# looking to buy a .300 mag not sure what to get



## ac700wildcat (Oct 30, 2006)

Hi im looking and buying a .300 mag and will be using it for whitetail hunting here in nd along with muley hunting in montana. I've considered quite a few options but still haven't been able to make a decision. i"ve looked at the browning line of auto-loaders and have also considered the benelli R-1 comfortech. I've also considered a few bolt models but not sure what i should go with. I've heard the brownings are making pretty good accuracy with the autoloaders and the same with the benelli. Any help????


----------



## Remington 7400 (Dec 14, 2005)

If you want a hunting tool: Browning BAR Stalker with BOSS 
(The BOSS will bring recoil down to that of a .308 but it is LOUD so be sure to wear hearing protection while on the range.)

If you want a safe queen: Browning BAR Safari

Remington dosen't offer a .300 win mag in a auto.


----------



## Invector (Jan 13, 2006)

I shoot a .300 for deer. My gun is a browning BAR safari. I dont have boss on it but have been thinking of getting it put on. The boss systems that they have now will let you adjust the break for different settings. I am looking at this for out at the shooting range when taking many shots might come into play. But I would beable to shut it off or down for out in the field so not to muzzle blast my hunting party to deth. To dampin the recoil of my gun I put a limb saver back there and have found it to be a great tool. I can only say good things about the BAR. The only problem I have had with it was the stoke cracking on it. So the gun got a trip to browning this summer. It came back good as new. My gun also has the small problem of not liking led tips, I thinks its just the guns personality. The led at times gets sheered off making the bullet fly all over. I stay with hollow points and balistic tips and dont have this problem. I also shoot Winchester power points, thats their base led tip. I find these dont give me the problem of getting cut and great hit on hit at the range. They are also very good at the 200 yard range on pop bottles. Last year I killed my deer with a 180 grn Winchester BST and was very impressed with it. This gun has a ton of power at close range and I would suggest using 150 grn bullet of your choice on deer. I turned my .300 BAR into a long range gun. I shoot 180 grn Barns XXX bullet out of it now. These bullets have some really good numbers to them and I have high hopes for this deer season. Along with all that I put a removable bi-pod on it for those long range shots. The Safari BAR is the only BAR that can take a bi-pod on it. The others have the sling placement in front of the stok and swivle. The Safari has it located about 3 inches back allowing for more then enough room for the pod. If you have any other questions about the BAR PM me and I'll try and answer them.


----------



## Horsager (Aug 31, 2006)

AC700, I'm more of a bolt action guy. A 300 Win in a gas-operated semi-auto when shot over a chronograph is really just an expensive 30-06, especially with the BOSS. The gas system and shorter barrels on the semi-autos rob you of velocity, which is why you buy a magnum in the 1st place. The shorter barrel is less detrimental to velocity than the gas system.

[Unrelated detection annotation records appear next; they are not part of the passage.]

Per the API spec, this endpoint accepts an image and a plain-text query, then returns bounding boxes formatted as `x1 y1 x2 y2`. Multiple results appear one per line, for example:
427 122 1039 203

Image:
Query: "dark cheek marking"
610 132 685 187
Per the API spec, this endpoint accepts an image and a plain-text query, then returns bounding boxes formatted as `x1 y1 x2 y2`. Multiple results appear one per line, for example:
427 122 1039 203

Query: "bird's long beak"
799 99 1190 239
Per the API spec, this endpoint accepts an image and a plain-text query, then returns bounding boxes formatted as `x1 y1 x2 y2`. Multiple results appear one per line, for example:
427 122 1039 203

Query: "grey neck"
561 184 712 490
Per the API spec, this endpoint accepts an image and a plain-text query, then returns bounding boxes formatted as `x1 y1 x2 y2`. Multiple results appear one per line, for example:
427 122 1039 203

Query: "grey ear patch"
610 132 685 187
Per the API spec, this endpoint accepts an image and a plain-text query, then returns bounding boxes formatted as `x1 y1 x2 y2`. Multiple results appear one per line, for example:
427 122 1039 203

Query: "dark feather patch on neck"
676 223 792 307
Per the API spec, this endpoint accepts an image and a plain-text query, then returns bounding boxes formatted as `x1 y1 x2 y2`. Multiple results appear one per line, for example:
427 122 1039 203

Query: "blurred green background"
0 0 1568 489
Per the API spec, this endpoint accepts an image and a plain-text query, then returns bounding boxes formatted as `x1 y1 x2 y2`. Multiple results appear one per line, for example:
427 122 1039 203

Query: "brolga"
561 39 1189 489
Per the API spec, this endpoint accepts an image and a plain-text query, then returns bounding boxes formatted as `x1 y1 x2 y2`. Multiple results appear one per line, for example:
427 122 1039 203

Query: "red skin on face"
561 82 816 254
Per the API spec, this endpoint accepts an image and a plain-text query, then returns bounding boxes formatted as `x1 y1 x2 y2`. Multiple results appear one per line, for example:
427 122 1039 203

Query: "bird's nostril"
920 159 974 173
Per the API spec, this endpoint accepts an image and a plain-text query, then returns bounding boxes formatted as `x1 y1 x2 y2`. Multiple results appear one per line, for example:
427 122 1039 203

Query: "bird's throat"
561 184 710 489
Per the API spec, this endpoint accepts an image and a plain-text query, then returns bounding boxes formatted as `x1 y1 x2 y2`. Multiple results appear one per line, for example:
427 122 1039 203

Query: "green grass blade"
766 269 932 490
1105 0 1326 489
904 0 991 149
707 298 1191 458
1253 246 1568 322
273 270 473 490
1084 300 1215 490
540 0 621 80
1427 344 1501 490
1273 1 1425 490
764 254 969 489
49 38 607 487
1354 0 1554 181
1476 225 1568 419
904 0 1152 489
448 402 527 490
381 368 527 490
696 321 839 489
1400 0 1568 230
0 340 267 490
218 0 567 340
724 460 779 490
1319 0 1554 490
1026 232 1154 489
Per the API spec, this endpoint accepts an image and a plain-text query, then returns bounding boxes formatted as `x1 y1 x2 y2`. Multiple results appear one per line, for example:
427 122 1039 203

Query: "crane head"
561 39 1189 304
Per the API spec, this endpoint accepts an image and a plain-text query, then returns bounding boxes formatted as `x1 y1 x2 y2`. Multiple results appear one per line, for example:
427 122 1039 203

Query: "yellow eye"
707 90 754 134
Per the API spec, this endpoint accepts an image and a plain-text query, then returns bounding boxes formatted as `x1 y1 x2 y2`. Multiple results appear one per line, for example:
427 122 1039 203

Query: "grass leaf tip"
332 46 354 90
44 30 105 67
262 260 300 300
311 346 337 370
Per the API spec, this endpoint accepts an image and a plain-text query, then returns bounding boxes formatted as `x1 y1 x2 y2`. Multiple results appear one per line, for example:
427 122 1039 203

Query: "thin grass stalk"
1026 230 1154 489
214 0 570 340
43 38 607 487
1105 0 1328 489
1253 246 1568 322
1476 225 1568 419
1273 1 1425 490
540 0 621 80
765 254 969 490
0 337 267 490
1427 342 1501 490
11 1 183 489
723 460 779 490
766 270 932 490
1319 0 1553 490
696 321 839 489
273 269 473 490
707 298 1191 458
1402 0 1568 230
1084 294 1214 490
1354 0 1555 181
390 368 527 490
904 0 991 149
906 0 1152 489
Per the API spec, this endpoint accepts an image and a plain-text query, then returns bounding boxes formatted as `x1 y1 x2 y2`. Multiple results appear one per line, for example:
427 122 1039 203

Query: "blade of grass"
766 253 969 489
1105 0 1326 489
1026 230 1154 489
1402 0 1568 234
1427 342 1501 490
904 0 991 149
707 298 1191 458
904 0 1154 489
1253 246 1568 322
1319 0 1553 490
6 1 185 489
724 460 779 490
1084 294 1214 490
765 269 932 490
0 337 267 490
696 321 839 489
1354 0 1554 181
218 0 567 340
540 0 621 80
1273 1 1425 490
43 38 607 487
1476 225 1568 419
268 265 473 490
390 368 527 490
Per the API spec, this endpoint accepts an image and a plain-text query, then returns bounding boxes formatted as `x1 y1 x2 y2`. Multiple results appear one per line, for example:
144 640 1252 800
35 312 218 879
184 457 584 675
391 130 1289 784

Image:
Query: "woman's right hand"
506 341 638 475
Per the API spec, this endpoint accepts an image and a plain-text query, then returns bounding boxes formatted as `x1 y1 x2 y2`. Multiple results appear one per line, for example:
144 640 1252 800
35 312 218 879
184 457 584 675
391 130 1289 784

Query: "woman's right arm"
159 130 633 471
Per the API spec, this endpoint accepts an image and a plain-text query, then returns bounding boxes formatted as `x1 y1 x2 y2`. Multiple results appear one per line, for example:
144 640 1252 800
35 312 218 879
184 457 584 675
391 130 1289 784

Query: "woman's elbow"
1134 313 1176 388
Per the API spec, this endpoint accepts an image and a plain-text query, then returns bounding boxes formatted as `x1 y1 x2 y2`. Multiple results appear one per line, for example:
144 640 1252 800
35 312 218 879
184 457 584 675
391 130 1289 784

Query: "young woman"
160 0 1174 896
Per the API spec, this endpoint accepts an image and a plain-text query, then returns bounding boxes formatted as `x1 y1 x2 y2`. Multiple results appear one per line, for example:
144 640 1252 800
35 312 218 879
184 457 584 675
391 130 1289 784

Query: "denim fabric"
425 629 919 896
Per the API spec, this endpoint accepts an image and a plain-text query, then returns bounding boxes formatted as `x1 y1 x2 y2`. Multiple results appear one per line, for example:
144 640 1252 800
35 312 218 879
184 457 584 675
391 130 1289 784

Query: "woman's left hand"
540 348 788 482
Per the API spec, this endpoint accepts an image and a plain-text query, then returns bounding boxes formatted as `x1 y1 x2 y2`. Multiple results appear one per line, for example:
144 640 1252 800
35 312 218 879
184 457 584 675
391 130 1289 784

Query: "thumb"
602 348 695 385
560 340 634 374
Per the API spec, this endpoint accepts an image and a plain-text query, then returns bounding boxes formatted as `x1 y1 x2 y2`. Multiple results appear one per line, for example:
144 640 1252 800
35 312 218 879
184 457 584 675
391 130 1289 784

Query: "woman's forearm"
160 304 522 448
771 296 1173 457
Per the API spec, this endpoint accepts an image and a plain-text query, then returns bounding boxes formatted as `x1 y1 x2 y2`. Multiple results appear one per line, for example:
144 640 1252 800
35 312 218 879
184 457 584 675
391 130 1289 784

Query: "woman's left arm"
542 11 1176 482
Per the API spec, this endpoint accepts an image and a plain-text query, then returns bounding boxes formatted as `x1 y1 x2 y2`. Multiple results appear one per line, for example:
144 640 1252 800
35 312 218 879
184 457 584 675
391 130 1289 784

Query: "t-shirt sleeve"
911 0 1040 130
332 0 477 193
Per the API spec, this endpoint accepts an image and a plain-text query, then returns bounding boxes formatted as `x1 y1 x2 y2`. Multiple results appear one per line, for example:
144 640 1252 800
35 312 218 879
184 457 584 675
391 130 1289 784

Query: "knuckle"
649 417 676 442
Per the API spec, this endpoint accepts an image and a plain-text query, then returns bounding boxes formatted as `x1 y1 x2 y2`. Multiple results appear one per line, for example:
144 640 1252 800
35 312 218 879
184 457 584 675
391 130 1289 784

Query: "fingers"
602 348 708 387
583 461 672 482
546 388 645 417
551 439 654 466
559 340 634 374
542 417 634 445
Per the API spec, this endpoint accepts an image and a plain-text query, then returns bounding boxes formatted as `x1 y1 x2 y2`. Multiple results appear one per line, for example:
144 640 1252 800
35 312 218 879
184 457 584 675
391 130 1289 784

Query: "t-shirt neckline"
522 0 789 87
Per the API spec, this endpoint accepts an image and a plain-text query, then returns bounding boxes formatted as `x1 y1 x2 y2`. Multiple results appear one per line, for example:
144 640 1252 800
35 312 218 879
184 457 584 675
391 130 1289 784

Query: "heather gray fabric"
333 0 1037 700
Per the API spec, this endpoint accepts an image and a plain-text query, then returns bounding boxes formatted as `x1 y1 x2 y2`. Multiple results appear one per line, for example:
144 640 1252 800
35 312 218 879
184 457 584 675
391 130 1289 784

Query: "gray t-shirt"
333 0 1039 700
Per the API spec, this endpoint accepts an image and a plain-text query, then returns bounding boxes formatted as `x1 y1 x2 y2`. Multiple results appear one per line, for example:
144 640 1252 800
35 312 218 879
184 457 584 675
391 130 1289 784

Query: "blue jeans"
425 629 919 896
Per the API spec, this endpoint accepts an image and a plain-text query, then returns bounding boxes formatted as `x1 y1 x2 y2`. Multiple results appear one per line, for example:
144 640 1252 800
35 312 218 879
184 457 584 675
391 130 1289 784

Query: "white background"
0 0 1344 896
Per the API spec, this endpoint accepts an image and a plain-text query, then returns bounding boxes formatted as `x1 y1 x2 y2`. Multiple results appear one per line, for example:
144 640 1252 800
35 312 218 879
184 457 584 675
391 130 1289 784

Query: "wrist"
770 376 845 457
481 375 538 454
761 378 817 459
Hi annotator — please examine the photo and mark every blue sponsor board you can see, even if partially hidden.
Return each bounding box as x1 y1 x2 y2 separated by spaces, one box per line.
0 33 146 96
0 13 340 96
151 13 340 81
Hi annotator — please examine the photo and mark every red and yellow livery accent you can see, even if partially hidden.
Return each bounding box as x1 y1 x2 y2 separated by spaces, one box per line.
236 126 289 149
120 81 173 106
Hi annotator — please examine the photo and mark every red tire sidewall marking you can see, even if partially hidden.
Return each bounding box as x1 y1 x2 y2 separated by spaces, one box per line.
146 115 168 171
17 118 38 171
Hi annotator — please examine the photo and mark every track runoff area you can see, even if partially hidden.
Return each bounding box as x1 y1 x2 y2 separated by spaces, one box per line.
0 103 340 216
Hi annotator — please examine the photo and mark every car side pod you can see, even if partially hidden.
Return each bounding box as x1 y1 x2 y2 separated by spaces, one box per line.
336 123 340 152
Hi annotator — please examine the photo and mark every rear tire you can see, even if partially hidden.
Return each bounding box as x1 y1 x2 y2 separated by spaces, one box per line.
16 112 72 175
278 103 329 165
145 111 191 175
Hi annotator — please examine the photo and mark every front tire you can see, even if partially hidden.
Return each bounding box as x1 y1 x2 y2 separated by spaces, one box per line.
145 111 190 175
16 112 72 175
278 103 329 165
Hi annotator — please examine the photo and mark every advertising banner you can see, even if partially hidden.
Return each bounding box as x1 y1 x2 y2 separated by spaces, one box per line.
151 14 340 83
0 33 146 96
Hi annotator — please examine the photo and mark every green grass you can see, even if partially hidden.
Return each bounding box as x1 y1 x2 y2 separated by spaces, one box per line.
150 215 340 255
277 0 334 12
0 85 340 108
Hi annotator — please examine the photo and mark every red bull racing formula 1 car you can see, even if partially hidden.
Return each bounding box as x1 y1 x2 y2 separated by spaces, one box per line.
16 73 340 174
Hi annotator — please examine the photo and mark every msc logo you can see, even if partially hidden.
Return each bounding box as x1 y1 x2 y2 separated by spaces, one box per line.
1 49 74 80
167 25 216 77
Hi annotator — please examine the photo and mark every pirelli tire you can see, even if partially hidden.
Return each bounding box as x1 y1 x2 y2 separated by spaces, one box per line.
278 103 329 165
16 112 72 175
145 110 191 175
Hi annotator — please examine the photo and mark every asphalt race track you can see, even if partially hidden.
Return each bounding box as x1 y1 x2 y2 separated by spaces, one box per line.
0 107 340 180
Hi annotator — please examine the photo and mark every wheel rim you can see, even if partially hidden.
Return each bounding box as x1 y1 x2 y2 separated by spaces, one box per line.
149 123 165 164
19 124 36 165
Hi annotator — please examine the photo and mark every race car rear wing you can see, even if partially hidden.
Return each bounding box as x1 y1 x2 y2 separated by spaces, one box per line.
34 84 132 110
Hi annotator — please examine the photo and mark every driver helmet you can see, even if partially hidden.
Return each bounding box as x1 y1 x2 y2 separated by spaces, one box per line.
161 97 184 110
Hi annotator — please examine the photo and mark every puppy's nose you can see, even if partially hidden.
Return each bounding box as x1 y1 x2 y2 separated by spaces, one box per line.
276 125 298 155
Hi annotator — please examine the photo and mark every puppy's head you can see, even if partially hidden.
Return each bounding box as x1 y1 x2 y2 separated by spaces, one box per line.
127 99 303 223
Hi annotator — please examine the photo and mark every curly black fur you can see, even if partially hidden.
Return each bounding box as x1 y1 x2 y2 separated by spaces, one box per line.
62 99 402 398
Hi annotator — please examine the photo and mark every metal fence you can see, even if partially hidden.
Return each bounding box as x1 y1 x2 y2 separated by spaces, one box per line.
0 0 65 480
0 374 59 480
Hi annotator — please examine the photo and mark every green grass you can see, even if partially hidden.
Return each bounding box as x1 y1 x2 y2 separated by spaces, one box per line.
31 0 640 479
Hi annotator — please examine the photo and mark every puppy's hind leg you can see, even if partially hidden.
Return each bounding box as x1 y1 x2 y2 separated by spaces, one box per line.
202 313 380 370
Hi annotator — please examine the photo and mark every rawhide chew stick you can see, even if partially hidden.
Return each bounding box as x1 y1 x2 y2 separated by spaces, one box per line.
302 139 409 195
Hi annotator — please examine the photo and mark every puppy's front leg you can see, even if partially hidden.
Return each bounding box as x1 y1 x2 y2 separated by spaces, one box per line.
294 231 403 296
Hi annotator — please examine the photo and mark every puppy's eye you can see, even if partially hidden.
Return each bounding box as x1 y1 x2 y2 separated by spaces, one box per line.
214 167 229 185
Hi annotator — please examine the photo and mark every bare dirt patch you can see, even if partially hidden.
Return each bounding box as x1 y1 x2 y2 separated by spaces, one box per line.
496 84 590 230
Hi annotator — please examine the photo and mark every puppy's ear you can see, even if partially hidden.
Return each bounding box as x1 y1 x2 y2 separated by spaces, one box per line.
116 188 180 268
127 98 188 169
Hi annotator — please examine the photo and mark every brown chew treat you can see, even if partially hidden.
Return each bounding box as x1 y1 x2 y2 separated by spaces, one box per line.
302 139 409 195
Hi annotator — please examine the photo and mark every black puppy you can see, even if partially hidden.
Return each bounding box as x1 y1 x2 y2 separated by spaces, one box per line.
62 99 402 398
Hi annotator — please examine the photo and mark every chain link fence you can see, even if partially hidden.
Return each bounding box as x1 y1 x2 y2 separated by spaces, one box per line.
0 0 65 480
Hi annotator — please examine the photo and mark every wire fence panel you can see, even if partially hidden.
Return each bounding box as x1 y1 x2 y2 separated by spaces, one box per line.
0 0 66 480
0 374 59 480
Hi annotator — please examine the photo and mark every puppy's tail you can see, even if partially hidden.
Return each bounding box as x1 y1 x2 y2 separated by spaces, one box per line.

The Barnes TSX (Triple Shock) is excellent. I just got back from a MT elk hunt, killed a bull @ 425yds W/handloaded 200gn TSX's out of a 300 Win. I have to clean up the bullet, if I weighed it now with the elk goo still stuck to it I'm certain it weighs more than 200gns. The bullet penetrated 22" of elk, broke 2 vertebrae and two ribs and came to rest on the hide on the off side. The bullet looks just like the Barnes promo pictures.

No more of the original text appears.